Your Decisions Determine Where You End Up

Your decisions determine where you end up. The statement seems like an obvious statement, but the reason that your decisions determine where you end up is not as obvious as most people think. Most of us have the impression that you have a chance to make a couple of massive decisions that will make or break your life. These significant decisions could be where you go to university, who you marry, what first job you take, and more. But the truth is: any big decision that you make probably doesn’t affect your life any more than any of the small decisions that you make. It is the SUM of your decisions that change your life.

A Decision is Neither Good Nor Bad

We love to play armchair quarterback to decisions that other people make. Pete Carroll, the coach of the Seattle Seahawks, made what people call “the worst play call ever” that lost the Seahawks the 2015 Superbowl. But it wasn’t the worst play call ever. It was a fine play-call. If they had caught the ball, they would have won the game. But the ball was intercepted. As Pete Carroll says: “It was the worst result of a call ever.”[See video of the interview] A decision is neither right nor wrong, but the result will move you towards your goal or away from it.

Take Responsibility For the Results

There are a couple of lessons to learn about decision making. It doesn’t matter what decision you make; you have to take responsibility for the results of it. If you make the best strategic business move ever, and it results in a loss for the shareholder, you need to take responsibility for the results. You make your decision based on all of the information that you have at the time, and it either works out or not. Either way, you need to make another decision in a short while: again based on all of the information that you have at the time. No matter what happens, don’t say that the decision was good or bad. Say that you are going to work with the results (take responsibility) and make a more significant impact. It doesn’t matter if you are at rock bottom, or on a rocket-ship up, you should always be focusing on making a bigger and better impact.

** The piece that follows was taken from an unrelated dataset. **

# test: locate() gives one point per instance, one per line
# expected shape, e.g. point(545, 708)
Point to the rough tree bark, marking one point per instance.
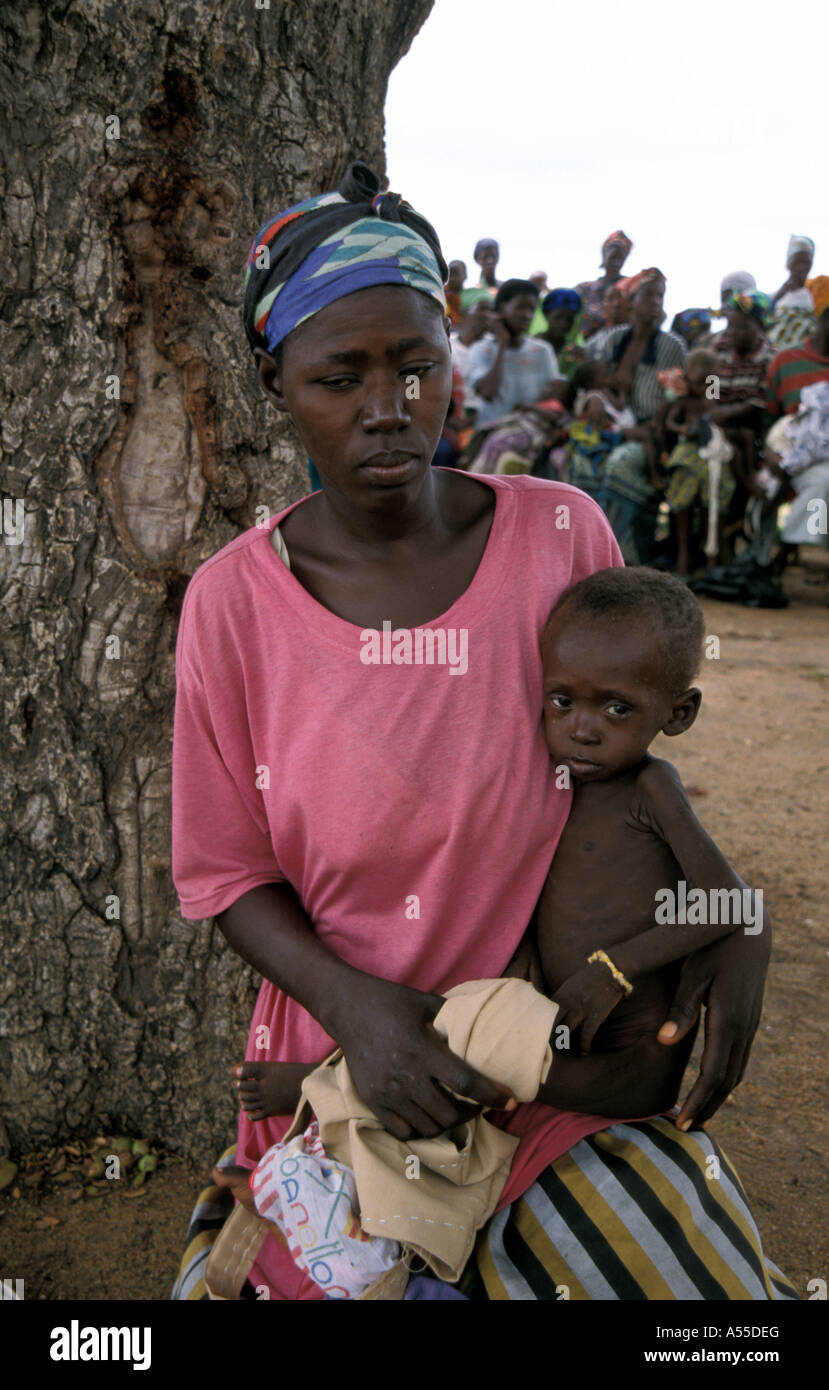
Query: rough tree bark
point(143, 146)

Don’t Make Fatal Decisions

Avoid making decisions that could have a fatal outcome. This isn’t always possible. At some point, you might have to jump from a burning platform. But most of the time, making an all-or-nothing bet is not necessary. If you are making a life-or-death decision, ask yourself if you are ready to take responsibility for a decision that kills you (or your company, or your family, or your office culture – whatever the decision is about.) If you aren’t ready to take the responsibility that this could be the end, find a different choice that you are willing to take responsibility for.

Your Decisions Determine Where You End Up

Thinking that a big decision is going to make or sink your life is approaching life from a closed mindset. A closed mindset says that everything is set in stone and nothing can be changed. In this world, the outcome of the big decision is pre-set. You have to choose the right big decisions to make, and you will have success. It is a little bit like choosing the right doors at a game show in the hopes that it will reveal your prize.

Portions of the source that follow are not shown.